案例解析：RAG的尽头是Agent

AI Evolution: From RAG to Agent, How Agents Will Reshape the Future World

introduction

With the release of ChatGPT, ChatGPT-4, etc., we have been completely conquered by the charm of large models (LLMs), and more and more companies and enterprises have begun to focus on the research and development and use of large model technology, which has brought great convenience to our daily lives. However, large models also face various problems such as timeliness and accuracy, how to make LLM better? How to solve the challenges faced by LLMs? How do I build an advanced LLM application? It has gradually become an important research topic in the field of AI.
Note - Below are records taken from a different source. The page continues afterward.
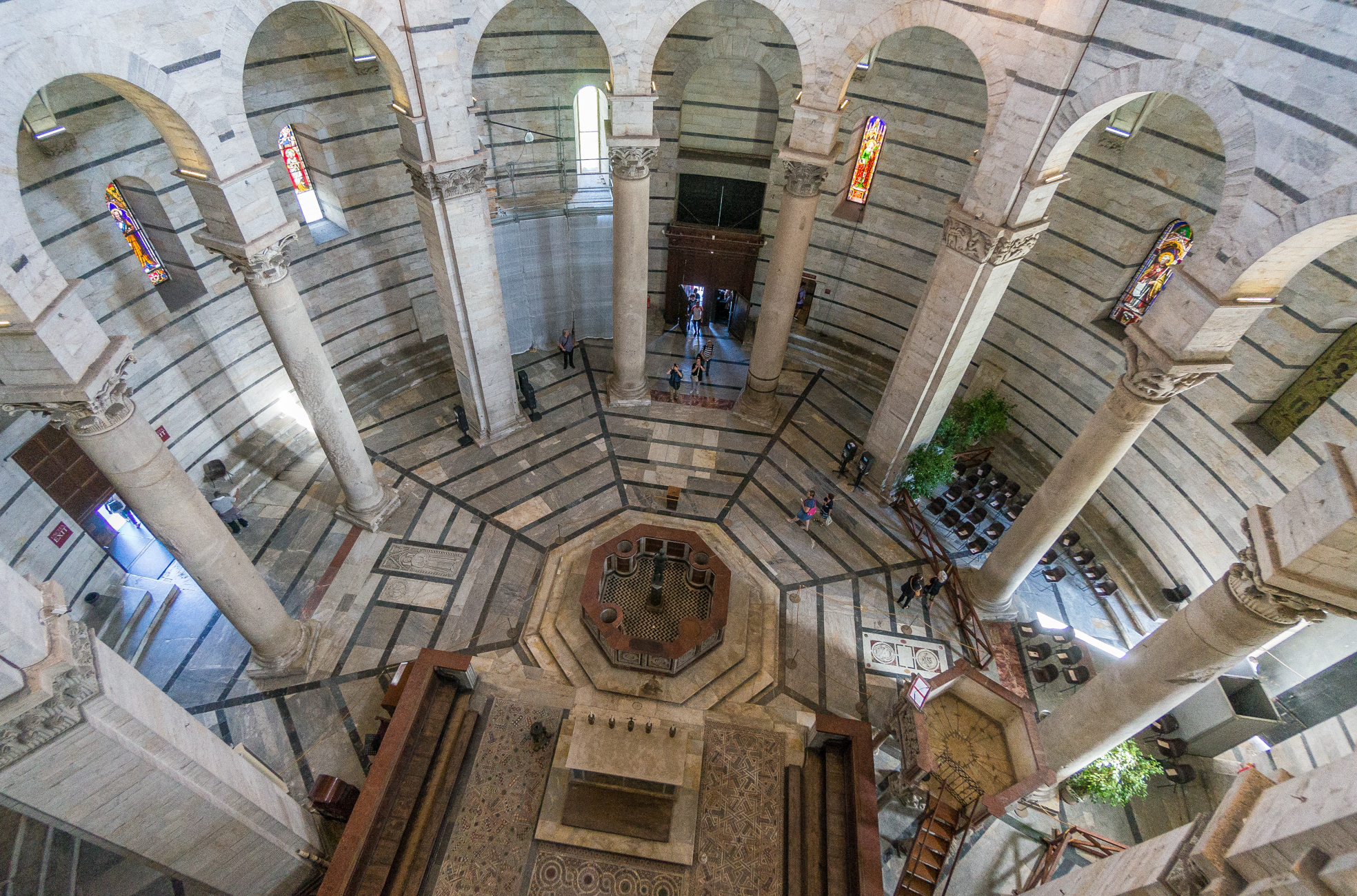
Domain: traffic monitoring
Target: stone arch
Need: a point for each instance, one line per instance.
(1205, 87)
(831, 81)
(182, 123)
(1264, 263)
(594, 11)
(636, 67)
(370, 17)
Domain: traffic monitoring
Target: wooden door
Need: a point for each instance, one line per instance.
(64, 472)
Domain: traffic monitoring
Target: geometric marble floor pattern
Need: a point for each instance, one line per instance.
(456, 563)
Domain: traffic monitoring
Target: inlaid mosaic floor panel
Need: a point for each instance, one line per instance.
(489, 845)
(562, 870)
(740, 813)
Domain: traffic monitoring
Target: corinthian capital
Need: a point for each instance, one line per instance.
(630, 163)
(262, 266)
(109, 407)
(804, 179)
(1149, 381)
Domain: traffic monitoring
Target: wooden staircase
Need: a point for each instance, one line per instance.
(938, 827)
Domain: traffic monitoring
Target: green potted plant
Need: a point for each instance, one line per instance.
(1113, 778)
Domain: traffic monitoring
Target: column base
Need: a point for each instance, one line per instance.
(296, 662)
(371, 520)
(520, 422)
(761, 408)
(1003, 609)
(622, 396)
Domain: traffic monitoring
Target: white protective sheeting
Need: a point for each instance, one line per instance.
(555, 272)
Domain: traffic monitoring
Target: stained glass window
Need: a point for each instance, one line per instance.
(134, 236)
(873, 139)
(1169, 251)
(301, 186)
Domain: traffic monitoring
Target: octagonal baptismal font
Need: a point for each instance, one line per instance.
(656, 600)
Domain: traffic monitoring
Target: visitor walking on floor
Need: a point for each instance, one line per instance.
(807, 510)
(911, 590)
(567, 349)
(228, 514)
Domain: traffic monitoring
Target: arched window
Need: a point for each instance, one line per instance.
(301, 185)
(591, 137)
(870, 139)
(134, 236)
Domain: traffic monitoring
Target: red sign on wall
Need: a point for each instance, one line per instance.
(60, 534)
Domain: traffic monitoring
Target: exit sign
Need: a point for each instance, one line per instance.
(60, 534)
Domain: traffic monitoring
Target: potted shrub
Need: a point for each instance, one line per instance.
(1113, 778)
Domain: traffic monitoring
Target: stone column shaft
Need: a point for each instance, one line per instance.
(147, 476)
(629, 385)
(455, 216)
(758, 402)
(367, 500)
(969, 277)
(1148, 385)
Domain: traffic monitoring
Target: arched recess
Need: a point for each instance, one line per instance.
(181, 122)
(636, 67)
(1204, 87)
(368, 17)
(1265, 262)
(976, 32)
(594, 11)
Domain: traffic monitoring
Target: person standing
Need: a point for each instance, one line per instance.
(807, 510)
(567, 349)
(911, 590)
(228, 514)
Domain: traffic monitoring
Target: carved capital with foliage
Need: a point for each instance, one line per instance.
(106, 409)
(632, 163)
(804, 179)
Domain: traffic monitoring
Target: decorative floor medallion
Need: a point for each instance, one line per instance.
(897, 655)
(562, 870)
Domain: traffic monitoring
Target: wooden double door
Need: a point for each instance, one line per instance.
(714, 259)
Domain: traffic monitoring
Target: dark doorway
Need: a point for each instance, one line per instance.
(68, 476)
(714, 259)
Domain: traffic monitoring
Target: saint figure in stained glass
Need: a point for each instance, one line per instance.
(1170, 250)
(297, 174)
(134, 236)
(873, 139)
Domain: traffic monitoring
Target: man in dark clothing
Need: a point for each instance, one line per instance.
(567, 349)
(911, 590)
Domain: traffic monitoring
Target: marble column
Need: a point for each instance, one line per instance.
(629, 385)
(1300, 564)
(145, 475)
(758, 402)
(455, 216)
(90, 744)
(1149, 383)
(971, 274)
(263, 263)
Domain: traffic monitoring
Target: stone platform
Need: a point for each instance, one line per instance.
(736, 671)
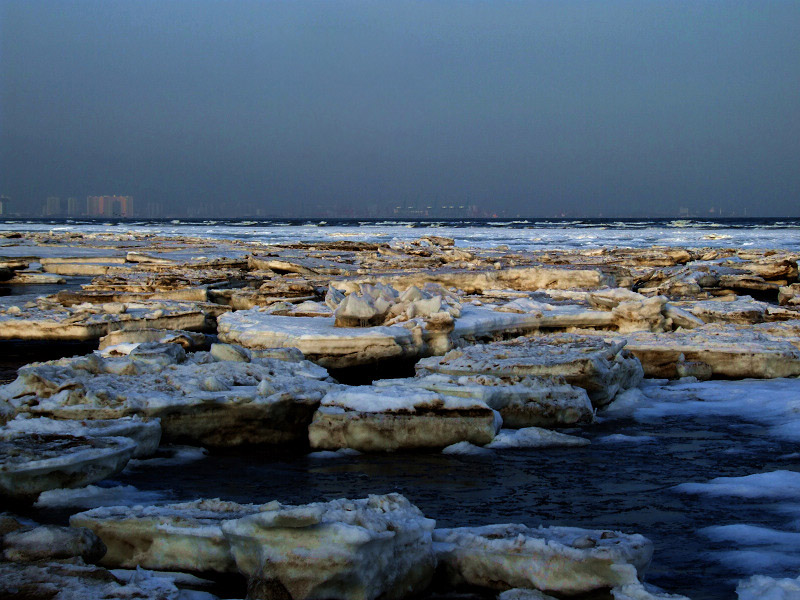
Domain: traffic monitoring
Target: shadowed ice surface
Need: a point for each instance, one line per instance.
(624, 482)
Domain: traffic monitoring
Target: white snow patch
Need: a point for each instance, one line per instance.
(169, 456)
(774, 403)
(465, 448)
(534, 437)
(93, 496)
(774, 484)
(340, 453)
(621, 438)
(760, 587)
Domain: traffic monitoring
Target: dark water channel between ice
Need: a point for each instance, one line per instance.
(624, 486)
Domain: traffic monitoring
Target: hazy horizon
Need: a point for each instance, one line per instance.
(306, 109)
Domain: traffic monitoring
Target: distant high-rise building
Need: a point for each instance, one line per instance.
(52, 206)
(73, 207)
(109, 206)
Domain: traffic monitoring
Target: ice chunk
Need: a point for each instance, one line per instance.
(521, 401)
(534, 437)
(760, 587)
(184, 536)
(93, 496)
(33, 463)
(621, 438)
(343, 549)
(774, 484)
(198, 399)
(557, 559)
(387, 418)
(145, 432)
(52, 542)
(465, 448)
(601, 368)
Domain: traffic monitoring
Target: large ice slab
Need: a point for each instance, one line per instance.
(565, 560)
(145, 432)
(44, 542)
(183, 536)
(599, 367)
(378, 547)
(198, 398)
(727, 351)
(521, 401)
(387, 418)
(49, 320)
(319, 339)
(72, 581)
(33, 463)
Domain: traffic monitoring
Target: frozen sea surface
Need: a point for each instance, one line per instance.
(518, 235)
(717, 490)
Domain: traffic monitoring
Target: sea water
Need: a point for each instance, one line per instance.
(709, 471)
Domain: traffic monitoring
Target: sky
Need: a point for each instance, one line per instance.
(355, 108)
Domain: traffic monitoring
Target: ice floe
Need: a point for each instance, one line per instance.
(386, 418)
(33, 463)
(348, 549)
(556, 559)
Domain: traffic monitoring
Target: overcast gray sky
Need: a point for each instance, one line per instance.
(534, 107)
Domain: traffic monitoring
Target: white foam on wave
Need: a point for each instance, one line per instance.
(169, 456)
(621, 438)
(772, 485)
(760, 587)
(340, 453)
(466, 449)
(774, 403)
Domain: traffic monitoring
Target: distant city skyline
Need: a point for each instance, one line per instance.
(116, 206)
(619, 108)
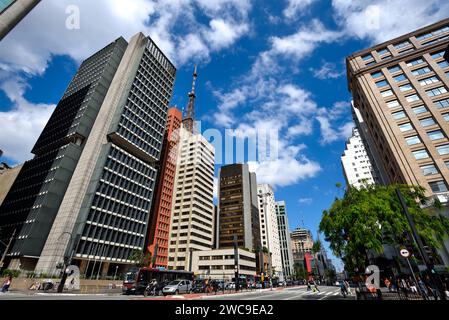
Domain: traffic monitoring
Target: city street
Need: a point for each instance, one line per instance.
(296, 293)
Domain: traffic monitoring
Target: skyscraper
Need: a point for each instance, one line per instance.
(357, 167)
(401, 89)
(302, 243)
(284, 239)
(159, 225)
(94, 170)
(193, 213)
(12, 12)
(269, 231)
(238, 208)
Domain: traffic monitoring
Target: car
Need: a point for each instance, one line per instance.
(178, 286)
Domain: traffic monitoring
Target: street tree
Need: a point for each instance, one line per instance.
(367, 218)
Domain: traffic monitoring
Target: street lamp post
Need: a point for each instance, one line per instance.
(430, 267)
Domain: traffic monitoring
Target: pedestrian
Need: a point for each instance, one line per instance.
(6, 284)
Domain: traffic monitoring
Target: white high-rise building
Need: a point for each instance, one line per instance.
(357, 167)
(192, 222)
(269, 232)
In order to solve some of these problems, RAG was born, and RAG (Retrieval Enhanced Generation) technology has brought significant breakthroughs in the field of natural language processing. By combining information retrieval and text generation technologies, RAG enables machines to understand and respond to human language more accurately. But with the application of RAG, we are gradually aware of the limitations of RAG, so what are the pain points of RAG? And how do we solve it? Let's find out!

RAG pain points

RAG technology can play a role in some common natural language processing tasks, such as question answering systems, intelligent assistants and virtual agents, information retrieval, knowledge graph filling, etc., through RAG, to establish a huge knowledge base, when users query, use information retrieval to query relevant text fragments or real-time data from the knowledge base, and then we screen, sort and weight the retrieved information, and finally use the integrated information as the input of the generative model, which is undoubtedly to improve the accuracy of the answer. Reduce false information and greatly enhance the usability of large models.

But RAG was originally designed for simple questions and small document sets, so it was fast and efficient. Accurate output, such as:

What are the main risk factors for Tesla? (over Tesla 2021 10K)

作者在YC期间做了什么？（Paul Graham essay）

By using a specific knowledge base, LLMs can give good answers to these simple questions, however, RAG may not produce accurate or satisfactory results for certain types of questions, such as:

Wrapping up question: "Give me a summary of the annual report of Company XXX"

Comparative question: "Comparing the open source contributions of Developer A and Developer B"

Structured Analysis + Semantic Search: "Tell Me About the Risk Factors for the Top Performing Ridesharing Companies in the U.S."

Comprehensive Multi-Part Questions: "Tell me the arguments for X in Article A, then tell me the arguments for Y in Article B, make a table according to our internal style guide, and then draw your own conclusions based on these facts"

Naive RAG, many times is just a search system, for some simple questions or queries, can give users good feedback, but there are many complex questions/tasks that it can't answer, so what can we do when encountering complex questions/tasks?

RAG To Agent

Conventional RAG applications often augment large models with their own knowledge base for more accurate, real-time, and rich vertical content or personalized results, but this is still limited to content generation. If you need AI to be like an efficient employee who "starts with the end in mind", chooses the tools and communicates and collaborates with different systems until the final result is delivered, then you need to move from RAG to Agent.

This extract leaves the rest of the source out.